The zero-day bounty hunters
Posted on 7 Dec 2012 at 14:54
Davey Winder explores the hidden world of the bounty-hunting security researcher, finding vulnerabilities for fun and profit
Fewer than 1% of the exploits detected by Microsoft in the first half of last year were against so-called zero-day vulnerabilities – those that were previously unknown. That figure raises a question: if the vast majority of real-world exploits are “known threats”, what makes zero days so valuable that they have spawned a hidden industry of bounty-hunting researchers?
Most people are comfortable with the idea of hiring penetration testers to poke holes in the corporate network, highlight the failings, and ultimately make those defences stronger. However, apply the same principle to software security and throw it into the free market, and that comfort zone is well and truly breached.
Q&A: The inside storyAn ethical hacker tells us about the life of a bug bounty hunter
This is the grey marketplace of security technology, where software giants pay huge sums to individuals to find holes in their products before the bad guys can exploit them. Not everyone in the IT security industry is happy with this “bounty hunter” approach to bug squashing, and the subject of zero days is becoming increasingly controversial thanks to their use in state-sponsored cyberweapons such as Stuxnet. In this feature, we explore this booming market and hear both sides of the argument.
The 1% equation
If, as Microsoft’s research suggests, 99% of exploits are against known vulnerabilities that remain unpatched by either the vendor or the user, then why is there all the fuss about the other 1%?
The likelihood of encountering a zero day as an individual business user is pretty low, not least because the shelf life of such an attack is limited to the short period between launch, detection and patching. The usefulness of a zero day exists only until that patch is available, which means that they tend to be reserved for attacks against high-profile and high-value targets. Stuxnet, for example, employed four zero-day exploits, and was used as a state-sponsored attack against another nation state.
As Sean Sutton, director of Deloitte Cyber Threat & Vulnerability Management Services, says: “This would suggest that you’re more likely to be hit by a zero day if you work at an organisation that could be targeted by this sort of high-level attacker – for example, if you work in the defence industry or are dealing with industrial secrets.”

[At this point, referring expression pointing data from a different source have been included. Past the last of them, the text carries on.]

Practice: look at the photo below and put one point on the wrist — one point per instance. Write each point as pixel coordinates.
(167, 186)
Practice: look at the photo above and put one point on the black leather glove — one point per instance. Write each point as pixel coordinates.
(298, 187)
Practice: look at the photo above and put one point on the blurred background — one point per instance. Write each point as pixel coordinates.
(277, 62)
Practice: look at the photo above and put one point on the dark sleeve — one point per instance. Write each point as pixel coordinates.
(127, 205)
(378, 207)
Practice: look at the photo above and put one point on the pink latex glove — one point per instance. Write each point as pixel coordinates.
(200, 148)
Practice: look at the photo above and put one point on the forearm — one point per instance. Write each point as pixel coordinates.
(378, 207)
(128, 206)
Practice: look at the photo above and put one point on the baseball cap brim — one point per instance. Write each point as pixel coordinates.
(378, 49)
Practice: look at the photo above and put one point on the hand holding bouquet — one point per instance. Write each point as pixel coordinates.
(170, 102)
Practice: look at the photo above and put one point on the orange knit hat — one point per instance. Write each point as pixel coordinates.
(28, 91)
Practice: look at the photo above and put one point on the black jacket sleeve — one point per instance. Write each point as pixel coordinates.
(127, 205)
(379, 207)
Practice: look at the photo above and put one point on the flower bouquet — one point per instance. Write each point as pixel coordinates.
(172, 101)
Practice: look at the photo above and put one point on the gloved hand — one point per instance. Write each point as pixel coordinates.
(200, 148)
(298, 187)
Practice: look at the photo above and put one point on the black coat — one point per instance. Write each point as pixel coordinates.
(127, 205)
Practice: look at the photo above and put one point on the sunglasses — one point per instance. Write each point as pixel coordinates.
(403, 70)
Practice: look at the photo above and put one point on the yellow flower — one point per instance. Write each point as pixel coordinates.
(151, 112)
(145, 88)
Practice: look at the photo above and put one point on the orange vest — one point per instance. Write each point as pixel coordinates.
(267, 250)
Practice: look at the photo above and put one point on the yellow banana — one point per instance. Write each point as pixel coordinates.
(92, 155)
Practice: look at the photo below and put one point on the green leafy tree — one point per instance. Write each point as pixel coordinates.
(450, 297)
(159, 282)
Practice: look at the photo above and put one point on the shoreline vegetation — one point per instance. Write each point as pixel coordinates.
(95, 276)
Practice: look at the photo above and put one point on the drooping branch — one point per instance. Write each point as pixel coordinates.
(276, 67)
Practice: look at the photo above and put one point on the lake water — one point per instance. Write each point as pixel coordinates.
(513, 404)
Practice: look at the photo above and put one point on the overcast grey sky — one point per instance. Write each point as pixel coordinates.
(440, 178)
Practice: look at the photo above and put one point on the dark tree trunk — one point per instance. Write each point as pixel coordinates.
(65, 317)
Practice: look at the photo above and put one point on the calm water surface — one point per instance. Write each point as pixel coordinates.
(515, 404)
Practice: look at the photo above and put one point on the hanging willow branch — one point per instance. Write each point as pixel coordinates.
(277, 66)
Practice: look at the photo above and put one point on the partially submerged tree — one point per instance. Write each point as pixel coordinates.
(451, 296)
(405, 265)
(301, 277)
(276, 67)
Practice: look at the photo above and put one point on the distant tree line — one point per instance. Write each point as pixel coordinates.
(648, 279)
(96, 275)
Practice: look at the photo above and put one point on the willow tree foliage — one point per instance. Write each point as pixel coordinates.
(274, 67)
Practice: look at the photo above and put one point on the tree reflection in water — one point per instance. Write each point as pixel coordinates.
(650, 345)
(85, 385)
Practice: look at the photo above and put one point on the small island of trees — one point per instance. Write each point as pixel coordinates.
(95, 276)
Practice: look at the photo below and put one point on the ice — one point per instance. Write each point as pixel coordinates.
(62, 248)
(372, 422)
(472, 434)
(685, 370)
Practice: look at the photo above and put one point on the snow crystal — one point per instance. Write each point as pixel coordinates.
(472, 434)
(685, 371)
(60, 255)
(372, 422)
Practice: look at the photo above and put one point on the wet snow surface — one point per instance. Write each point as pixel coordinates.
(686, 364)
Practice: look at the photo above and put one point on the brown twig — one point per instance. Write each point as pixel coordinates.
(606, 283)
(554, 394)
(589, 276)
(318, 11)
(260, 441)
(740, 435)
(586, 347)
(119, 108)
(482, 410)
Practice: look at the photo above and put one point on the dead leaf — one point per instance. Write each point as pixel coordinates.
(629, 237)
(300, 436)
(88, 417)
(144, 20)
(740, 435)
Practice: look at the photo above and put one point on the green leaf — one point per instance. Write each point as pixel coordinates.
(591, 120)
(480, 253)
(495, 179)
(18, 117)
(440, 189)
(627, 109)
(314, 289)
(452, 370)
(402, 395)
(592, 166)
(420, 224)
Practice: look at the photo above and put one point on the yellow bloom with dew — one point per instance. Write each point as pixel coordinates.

It also provides the answer to the value question: zero days are valuable because they’re in such limited supply and, generally speaking, can be used only once before they become compromised. If you want to pull the trigger on that initial launch, you have to pay the going rate on the dark market.
The zero-day dark market
This dark market for zero days doesn’t just exist, it’s booming. An investigation by Forbes magazine earlier this year put together a price list for zero-day exploits based upon the vendor/product targeted; it ranged from around £1,000 to in excess of £100,000. The prices required an exclusive sale (the value of a zero day is immediately and fatally diluted once the exploit is distributed) and a promise that the vendor hadn’t been notified. Some were sold with staggered payments, the balance only being payable while the vendor had yet to release a patch.
The Google Pwnium security challenge earlier this year offered $1 million in rewards for people hacking the Chrome browser
That same investigation also spoke with a zero-day exploit broker, acting as a go-between for the security researchers who uncover these exploits and the “government hackers” who purchase them, no questions asked, for big bucks – as much as $250,000 in one case. It seems that state-sponsored hacking has deep pockets.
However, what about the flip side of the coin, where security researchers sell their discoveries to the vendors whose software is vulnerable to attack? Sam Stepanyan, a senior security consultant at Integralis, says vendors such as Google set a limit on the reward they’re prepared to pay. In the case of the Google “Elite” programme, it’s the strange figure of $3,133.7 – strange, that is, until you realise it spells “elite” in hacker speak.
However, the Google Pwnium security challenge earlier this year offered $1 million in rewards for people hacking the Chrome browser, and the only two entrants each picked up $60,000 for their zero-day exploits.
The point is that most vendors will pay for the information required to enable them to secure their products before the vulnerability in question can be exploited. The only variable is how much they’re willing to spend.